“How do we define ‘professional?’” It was the warm-up question for a social justice workshop I am currently a part of. The answers ranged from clothing to conversation to language used in a workplace or to be eligible to enter a workplace. Most of us, people of color, talked about code-switching. Someone initiated a conversation about tattoos on Black men. I talked about needing to tame my hair when I was a child. Of course institutions came up—most of us grew up not knowing what happens behind institutional doors. We were told authority was and is to be respected, not questioned. We were raised to be a model minority, understand and adjust according to the system you want to walk into. Work harder than most other people; speak only when spoken to.

In the preface, Chavez invokes June Jordan’s Poetry for the People, a collective at UC Berkeley, designed to understand poetry and power simultaneously, a blueprint with step-by-step instructions on how to build community through classrooms. Jordan believed in confronting politics through the personal—in her classroom, students were encouraged to take from their own lived experiences to create emotionally impactful work and take up space in a society that denies them that. Poems were not only villanelles and sonnets, they were also a response to the murder of a fellow Chinese immigrant whose murderers walked free; also a response to a mother who was suddenly illiterate in this country where she spoke three languages but no English.

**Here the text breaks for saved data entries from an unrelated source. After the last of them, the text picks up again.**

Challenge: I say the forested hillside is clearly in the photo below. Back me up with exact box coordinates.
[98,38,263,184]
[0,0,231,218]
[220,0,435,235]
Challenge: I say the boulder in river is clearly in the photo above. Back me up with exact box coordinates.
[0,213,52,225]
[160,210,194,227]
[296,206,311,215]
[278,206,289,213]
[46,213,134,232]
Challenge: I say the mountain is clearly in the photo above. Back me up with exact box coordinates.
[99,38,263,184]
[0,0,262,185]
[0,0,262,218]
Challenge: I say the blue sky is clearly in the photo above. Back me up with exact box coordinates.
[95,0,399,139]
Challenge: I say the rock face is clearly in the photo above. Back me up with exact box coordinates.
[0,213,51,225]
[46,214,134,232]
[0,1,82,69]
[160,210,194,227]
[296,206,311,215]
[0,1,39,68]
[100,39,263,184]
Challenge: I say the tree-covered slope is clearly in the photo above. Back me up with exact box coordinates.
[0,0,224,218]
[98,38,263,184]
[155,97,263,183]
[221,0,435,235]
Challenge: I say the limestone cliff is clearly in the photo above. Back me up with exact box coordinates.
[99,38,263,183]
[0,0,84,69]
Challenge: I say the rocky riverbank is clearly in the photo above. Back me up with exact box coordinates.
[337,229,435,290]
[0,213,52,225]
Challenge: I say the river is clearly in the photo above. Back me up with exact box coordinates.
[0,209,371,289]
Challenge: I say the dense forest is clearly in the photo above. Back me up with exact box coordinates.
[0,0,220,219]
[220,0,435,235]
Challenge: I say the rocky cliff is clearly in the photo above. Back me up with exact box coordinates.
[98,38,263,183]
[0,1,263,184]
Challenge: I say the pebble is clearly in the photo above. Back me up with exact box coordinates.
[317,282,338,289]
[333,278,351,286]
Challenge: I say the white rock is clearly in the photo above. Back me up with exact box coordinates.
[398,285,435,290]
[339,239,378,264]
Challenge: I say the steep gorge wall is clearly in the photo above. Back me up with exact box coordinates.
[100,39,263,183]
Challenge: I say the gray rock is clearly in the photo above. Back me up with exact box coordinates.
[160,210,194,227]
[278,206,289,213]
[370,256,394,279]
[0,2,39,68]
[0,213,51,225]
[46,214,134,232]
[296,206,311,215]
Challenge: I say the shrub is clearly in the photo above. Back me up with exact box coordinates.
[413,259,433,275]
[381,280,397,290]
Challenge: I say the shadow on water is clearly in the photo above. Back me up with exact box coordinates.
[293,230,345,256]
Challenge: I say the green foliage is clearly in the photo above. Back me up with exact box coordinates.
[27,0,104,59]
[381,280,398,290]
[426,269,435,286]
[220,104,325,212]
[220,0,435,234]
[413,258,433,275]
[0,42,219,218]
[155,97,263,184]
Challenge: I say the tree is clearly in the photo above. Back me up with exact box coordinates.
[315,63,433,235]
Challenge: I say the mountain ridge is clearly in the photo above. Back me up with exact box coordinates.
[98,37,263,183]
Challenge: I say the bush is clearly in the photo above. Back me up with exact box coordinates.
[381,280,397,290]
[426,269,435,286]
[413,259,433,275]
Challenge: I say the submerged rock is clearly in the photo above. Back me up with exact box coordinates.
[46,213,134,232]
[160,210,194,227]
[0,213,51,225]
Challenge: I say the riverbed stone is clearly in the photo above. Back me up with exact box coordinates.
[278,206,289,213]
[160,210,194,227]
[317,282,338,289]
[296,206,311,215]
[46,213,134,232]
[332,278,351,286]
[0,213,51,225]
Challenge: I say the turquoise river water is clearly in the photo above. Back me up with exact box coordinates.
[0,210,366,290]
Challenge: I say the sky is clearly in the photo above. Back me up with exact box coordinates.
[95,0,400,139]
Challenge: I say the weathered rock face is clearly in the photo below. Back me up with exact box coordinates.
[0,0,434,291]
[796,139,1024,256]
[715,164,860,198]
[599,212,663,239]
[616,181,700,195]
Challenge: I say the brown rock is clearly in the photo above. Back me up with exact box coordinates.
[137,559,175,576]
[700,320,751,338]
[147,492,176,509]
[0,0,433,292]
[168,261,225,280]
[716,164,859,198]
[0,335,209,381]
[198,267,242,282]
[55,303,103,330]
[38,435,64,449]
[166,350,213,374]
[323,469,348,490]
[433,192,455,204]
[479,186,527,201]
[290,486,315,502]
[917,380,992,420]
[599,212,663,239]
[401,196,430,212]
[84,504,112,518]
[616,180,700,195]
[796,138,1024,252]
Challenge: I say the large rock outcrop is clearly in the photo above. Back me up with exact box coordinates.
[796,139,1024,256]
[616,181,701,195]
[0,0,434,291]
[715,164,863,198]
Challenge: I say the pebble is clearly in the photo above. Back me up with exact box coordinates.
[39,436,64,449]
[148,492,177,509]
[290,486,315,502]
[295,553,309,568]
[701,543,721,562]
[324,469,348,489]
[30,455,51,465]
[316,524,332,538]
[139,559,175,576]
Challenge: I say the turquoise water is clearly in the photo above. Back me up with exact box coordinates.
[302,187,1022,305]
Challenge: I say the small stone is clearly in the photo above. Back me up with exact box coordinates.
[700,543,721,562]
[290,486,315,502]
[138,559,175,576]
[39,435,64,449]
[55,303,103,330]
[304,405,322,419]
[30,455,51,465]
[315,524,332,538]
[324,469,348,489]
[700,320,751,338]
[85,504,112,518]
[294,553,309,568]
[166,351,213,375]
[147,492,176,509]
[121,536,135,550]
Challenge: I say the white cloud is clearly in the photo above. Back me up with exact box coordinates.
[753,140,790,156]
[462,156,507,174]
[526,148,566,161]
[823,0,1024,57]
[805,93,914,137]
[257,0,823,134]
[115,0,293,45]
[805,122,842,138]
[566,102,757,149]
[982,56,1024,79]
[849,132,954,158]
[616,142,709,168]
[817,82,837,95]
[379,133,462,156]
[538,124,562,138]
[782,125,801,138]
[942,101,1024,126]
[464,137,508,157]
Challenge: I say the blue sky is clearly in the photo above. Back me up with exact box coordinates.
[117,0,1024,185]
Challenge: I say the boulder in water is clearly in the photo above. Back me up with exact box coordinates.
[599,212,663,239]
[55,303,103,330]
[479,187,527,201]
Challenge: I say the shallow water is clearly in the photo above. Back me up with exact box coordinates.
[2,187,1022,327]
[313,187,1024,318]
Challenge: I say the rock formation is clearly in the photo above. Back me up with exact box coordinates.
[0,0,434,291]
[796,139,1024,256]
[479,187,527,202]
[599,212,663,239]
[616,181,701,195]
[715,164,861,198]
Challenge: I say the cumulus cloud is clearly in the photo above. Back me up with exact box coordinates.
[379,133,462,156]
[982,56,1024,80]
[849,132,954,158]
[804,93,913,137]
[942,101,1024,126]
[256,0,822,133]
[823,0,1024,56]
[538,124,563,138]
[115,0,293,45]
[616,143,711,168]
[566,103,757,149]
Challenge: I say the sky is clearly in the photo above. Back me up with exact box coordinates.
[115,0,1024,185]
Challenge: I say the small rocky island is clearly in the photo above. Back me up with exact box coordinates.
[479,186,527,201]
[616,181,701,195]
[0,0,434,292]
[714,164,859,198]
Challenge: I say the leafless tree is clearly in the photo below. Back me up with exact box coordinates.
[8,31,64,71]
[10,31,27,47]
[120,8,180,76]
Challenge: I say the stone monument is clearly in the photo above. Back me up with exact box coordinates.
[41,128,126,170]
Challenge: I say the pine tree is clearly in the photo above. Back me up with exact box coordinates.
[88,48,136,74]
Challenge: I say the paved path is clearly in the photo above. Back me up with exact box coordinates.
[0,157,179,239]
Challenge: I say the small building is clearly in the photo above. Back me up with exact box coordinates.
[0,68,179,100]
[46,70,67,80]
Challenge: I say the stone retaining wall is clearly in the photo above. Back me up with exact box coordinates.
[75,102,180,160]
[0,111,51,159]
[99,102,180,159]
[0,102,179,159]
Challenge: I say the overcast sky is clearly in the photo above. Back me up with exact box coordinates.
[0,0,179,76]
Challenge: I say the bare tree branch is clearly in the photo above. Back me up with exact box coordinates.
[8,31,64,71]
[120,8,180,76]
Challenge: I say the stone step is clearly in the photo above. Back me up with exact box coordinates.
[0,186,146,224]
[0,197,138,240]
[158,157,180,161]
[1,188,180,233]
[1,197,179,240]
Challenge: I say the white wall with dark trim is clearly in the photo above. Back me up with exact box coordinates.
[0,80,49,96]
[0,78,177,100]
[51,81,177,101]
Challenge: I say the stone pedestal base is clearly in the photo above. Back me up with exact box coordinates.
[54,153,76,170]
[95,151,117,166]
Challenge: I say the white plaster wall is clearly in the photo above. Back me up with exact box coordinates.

In 2020, the Poetry Foundation had to reckon with its history with systemic racism. The staff made textbook statements about “recognizing that there is much work to be done” and that they are committed to “engaging in this work,” while acknowledging that “real change takes time and dedication.” The Poetry Foundation hasn’t initiated a conversation about reallocating its $257 million endowment fund. Even as the Poetry Foundation and MFA programs have implemented community engagement initiatives and brought in more poets of color, the work has more or less been optics-oriented rather than meaningful. It’s a familiar story in academic and literary institutions across the city. While it takes time to change from the ground up, institutions are choosing to put faces up in the name of representation while the leadership and institutional values remain the same.